Hedge Fund Skeptic Biggs Leaving Morgan Stanley for Own Fund
by Will Swarts <mailto:will.swarts@hedgefund.net>, Reporter January 20, 
2003

One of the most prominent voices warning of trouble in the hedge fund 
industry is starting his own fund management firm.

Confirming rumors circulating before the holidays, Morgan Stanley 
announced that chief global strategist Barton Biggs will retire from the 
firm and manage a hedge fund portfolio.

Biggs, a leading Wall Street figure for many of his 30 years with the 
investment bank, wrote a report in 2001 predicting the rise and ugly 
demise of a hedge fund investing bubble that attracted worldwide notice. 
In Morgan Stanleys Perspectives newsletter, Biggs, 70, cautioned: ''The 
hedge fund mania that now grips the U.S. and Europe is rapidly assuming 
all the classic characteristics of a bubble. I know it's happening, but 
I don't know how it will end or how much damage it will do. I don't 
think it's anywhere near as big or as deadly as the tech bubble, but it 
could rattle some cages in the financial world.''

That warning is being borne out, as hundreds of hedge funds around the 
world have shut their doors, but Biggs is making his second foray back 
into hedge fund management with a new firm, Traxis Partners, which will 
be seeded by Morgan Stanley, the firm announced. He will continue to 
work as a consultant for Morgan Stanley.

Narayan Ramachandran, a managing director of Morgan Stanley Investment 
Management, will become acting head of the global asset allocation group 
Biggs now runs. Ramachandran also will continue as head of MSIM's 
emerging markets equities team, the firm said.

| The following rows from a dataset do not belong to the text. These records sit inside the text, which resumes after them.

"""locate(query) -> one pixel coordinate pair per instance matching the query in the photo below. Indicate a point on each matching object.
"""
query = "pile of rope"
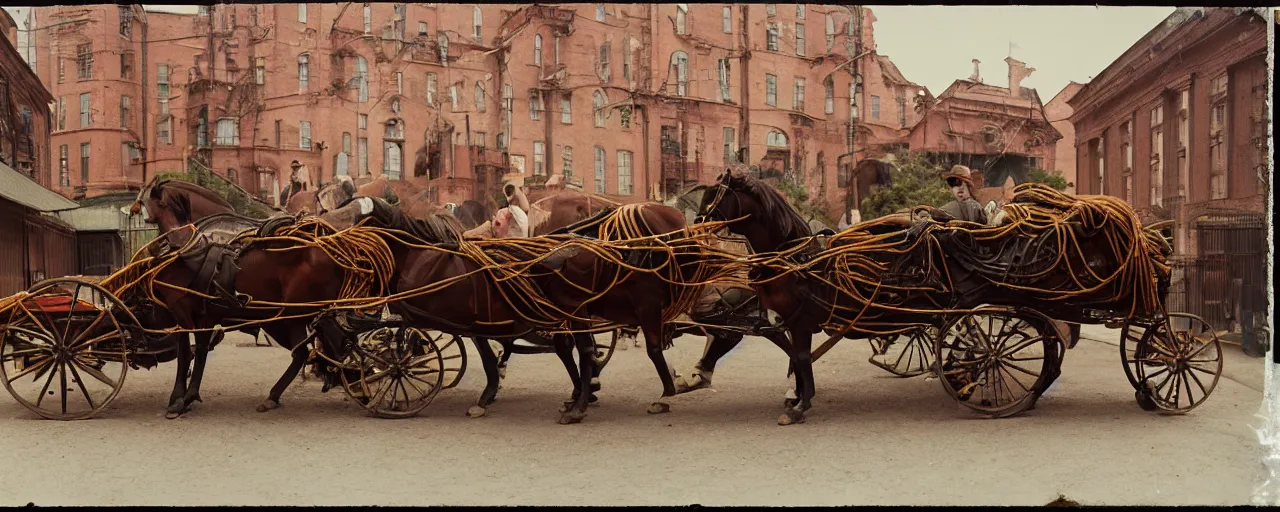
(890, 269)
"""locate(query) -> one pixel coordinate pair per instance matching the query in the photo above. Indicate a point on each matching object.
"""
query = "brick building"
(1176, 126)
(625, 99)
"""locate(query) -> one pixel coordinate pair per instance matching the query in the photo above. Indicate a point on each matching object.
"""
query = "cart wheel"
(604, 351)
(996, 360)
(64, 350)
(905, 357)
(401, 371)
(1173, 368)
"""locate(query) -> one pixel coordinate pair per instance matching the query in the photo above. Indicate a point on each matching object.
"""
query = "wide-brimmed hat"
(961, 173)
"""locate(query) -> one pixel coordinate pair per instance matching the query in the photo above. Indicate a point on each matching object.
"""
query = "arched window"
(538, 49)
(598, 101)
(680, 62)
(362, 78)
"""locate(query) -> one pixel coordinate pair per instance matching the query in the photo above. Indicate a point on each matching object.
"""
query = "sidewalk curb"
(1225, 375)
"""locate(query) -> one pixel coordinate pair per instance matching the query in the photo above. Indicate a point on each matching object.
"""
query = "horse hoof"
(571, 417)
(658, 407)
(791, 417)
(268, 405)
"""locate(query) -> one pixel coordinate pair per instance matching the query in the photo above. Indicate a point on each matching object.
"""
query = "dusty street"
(871, 439)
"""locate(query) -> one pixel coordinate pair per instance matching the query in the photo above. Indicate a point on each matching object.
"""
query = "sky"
(935, 45)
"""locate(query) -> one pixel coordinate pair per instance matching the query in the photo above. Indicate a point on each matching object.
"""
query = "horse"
(566, 278)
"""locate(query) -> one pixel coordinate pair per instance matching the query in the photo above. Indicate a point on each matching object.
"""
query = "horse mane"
(776, 208)
(190, 188)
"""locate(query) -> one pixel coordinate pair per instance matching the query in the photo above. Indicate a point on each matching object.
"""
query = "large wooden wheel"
(400, 373)
(1174, 364)
(64, 348)
(905, 355)
(997, 360)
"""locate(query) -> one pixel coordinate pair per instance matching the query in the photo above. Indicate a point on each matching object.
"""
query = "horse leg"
(586, 369)
(297, 361)
(720, 344)
(801, 359)
(204, 342)
(654, 336)
(489, 361)
(179, 383)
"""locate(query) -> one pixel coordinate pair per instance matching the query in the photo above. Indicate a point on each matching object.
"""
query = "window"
(771, 90)
(624, 173)
(567, 163)
(535, 105)
(599, 169)
(430, 88)
(392, 161)
(831, 32)
(85, 152)
(85, 62)
(798, 95)
(228, 132)
(86, 114)
(362, 78)
(64, 177)
(539, 158)
(362, 152)
(598, 103)
(722, 68)
(304, 73)
(127, 65)
(305, 135)
(163, 88)
(828, 94)
(124, 112)
(800, 42)
(730, 144)
(680, 64)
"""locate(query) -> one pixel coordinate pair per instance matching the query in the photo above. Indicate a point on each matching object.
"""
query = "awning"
(21, 190)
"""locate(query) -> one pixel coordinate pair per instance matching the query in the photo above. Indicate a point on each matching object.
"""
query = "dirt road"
(871, 439)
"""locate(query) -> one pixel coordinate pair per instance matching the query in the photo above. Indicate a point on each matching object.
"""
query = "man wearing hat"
(964, 206)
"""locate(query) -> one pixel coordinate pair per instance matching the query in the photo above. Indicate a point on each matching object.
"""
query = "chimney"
(1018, 71)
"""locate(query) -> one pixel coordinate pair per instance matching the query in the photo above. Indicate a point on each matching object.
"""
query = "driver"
(964, 208)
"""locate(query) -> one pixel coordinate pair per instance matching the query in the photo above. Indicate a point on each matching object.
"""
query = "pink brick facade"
(657, 65)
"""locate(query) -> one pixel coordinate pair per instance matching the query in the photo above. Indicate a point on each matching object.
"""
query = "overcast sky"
(933, 45)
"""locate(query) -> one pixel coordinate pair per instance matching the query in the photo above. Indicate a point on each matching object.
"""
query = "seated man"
(964, 208)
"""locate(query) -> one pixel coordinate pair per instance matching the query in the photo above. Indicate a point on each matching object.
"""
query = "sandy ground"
(871, 439)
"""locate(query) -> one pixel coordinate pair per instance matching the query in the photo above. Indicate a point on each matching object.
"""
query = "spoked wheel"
(1174, 364)
(905, 355)
(400, 373)
(997, 361)
(63, 350)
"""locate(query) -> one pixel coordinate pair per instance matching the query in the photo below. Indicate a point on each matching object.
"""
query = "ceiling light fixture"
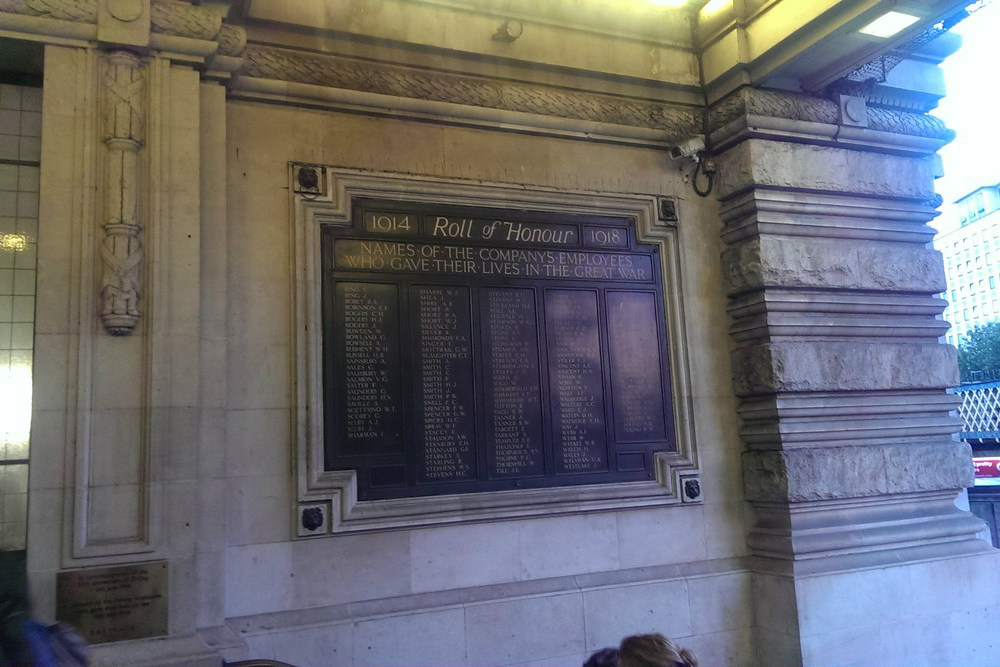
(889, 24)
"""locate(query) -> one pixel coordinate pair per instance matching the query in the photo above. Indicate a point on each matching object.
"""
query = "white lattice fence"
(980, 409)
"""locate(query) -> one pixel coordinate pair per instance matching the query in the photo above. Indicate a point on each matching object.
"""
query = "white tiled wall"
(20, 137)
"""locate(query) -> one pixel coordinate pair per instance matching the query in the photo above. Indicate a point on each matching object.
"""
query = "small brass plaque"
(116, 603)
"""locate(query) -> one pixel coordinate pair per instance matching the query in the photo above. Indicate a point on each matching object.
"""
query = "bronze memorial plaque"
(115, 603)
(473, 349)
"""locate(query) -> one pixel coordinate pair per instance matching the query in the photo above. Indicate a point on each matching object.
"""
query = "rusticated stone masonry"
(841, 379)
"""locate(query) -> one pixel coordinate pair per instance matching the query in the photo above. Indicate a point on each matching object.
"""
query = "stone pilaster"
(850, 460)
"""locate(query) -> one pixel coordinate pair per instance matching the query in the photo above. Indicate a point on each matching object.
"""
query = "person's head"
(653, 650)
(606, 657)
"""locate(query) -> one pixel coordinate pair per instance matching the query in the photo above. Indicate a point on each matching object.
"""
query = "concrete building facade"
(193, 156)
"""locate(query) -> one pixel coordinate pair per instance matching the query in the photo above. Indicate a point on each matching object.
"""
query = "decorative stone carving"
(124, 92)
(232, 40)
(65, 10)
(172, 17)
(179, 18)
(337, 72)
(795, 106)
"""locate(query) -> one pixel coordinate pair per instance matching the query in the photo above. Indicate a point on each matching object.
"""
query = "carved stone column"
(124, 92)
(850, 460)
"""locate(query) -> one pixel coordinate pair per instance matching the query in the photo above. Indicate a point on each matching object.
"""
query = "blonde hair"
(653, 650)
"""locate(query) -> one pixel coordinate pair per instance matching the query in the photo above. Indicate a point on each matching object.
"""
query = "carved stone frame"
(327, 500)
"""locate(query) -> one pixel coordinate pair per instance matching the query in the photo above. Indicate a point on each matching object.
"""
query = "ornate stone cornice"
(799, 107)
(338, 72)
(173, 17)
(64, 10)
(167, 17)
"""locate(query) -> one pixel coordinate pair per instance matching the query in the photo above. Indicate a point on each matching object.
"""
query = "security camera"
(690, 147)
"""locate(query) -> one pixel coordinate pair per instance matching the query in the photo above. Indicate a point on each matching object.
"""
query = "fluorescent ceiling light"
(889, 24)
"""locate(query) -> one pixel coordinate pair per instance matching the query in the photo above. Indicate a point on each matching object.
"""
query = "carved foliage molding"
(795, 106)
(325, 70)
(123, 89)
(168, 17)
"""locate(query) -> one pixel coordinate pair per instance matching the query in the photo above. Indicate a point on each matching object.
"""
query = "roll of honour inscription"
(470, 349)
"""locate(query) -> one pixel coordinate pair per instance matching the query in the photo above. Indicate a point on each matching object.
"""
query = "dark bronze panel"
(471, 349)
(111, 604)
(576, 381)
(637, 386)
(514, 438)
(368, 361)
(444, 409)
(490, 262)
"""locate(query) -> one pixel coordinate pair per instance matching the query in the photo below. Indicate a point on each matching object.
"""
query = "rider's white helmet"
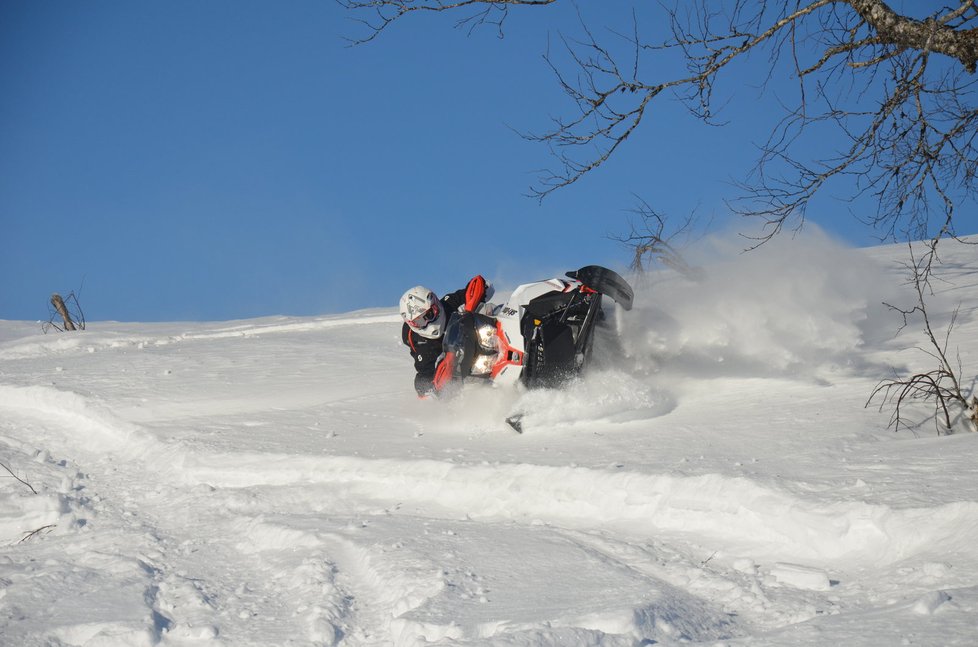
(423, 312)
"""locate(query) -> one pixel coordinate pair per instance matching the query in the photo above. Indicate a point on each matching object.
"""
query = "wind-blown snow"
(715, 479)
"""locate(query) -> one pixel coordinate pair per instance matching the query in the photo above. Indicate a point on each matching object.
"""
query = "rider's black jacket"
(426, 351)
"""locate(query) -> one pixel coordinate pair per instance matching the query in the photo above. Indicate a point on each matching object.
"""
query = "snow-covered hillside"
(276, 481)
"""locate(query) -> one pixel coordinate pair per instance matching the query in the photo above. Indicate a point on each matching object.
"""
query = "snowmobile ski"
(605, 281)
(516, 422)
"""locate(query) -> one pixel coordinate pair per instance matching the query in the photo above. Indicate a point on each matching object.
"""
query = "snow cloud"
(793, 304)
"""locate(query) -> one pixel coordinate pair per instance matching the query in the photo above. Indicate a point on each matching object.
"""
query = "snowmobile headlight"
(487, 337)
(483, 364)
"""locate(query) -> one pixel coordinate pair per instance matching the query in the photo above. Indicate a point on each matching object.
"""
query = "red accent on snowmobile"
(444, 372)
(508, 356)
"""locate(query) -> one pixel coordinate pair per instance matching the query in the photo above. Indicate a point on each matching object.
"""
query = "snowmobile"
(541, 337)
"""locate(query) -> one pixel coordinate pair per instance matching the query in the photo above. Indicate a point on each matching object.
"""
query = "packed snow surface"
(716, 479)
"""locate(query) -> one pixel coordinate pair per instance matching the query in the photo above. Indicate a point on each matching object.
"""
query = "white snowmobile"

"Morgan Stanley has been my investment home for three decades, and there 
has been no better crow's nest from which to view the world," Biggs 
said. "I look forward to retaining a close association with Morgan 
Stanley as a consultant and am excited about the firm's relationship 
with Traxis."

Traxis will run global macro funds, and Biggs will be joined by Cyril 
Moulle-Berteaux, 33, and Madhav Dhar, 41, on the management team. 
Moulle-Berteaux is currently a managing director at Morgan Stanley Asset 
Management, and Dhar was in charge of emerging markets investments there 
until he left the firm in 1999.

Prior to joining Morgan Stanley as a managing director in 1973, Biggs 
firm, Fairfield Partners, lost money on prematurely shorting the growth 
stocks of the day, according to the New York Times. He made mention of 
it in his influential report: ''As a child, yours truly was involved 
with the late 1960's-early 1970's hedge fund mania. No one wants to hear 
how that escapade ended for the hedge funds.''

While Biggs had long pondered the idea of leaving Morgan Stanley, he did 
not spare the hedge fund industry any skepticism as he observed its 
rapid growth in 2000 and early 2001.

Hedge fund strategies are not infinitely scalable, Biggs wrote. In my 
judgment, the money gush is wild, and the risks are growing as money 
flows to younger funds.

With the gimlet eye of an old pro overseeing the launch of the Traxis 
funds, investors will have reasonable confidence in the adage that age 
and guile beat youth and speed every time.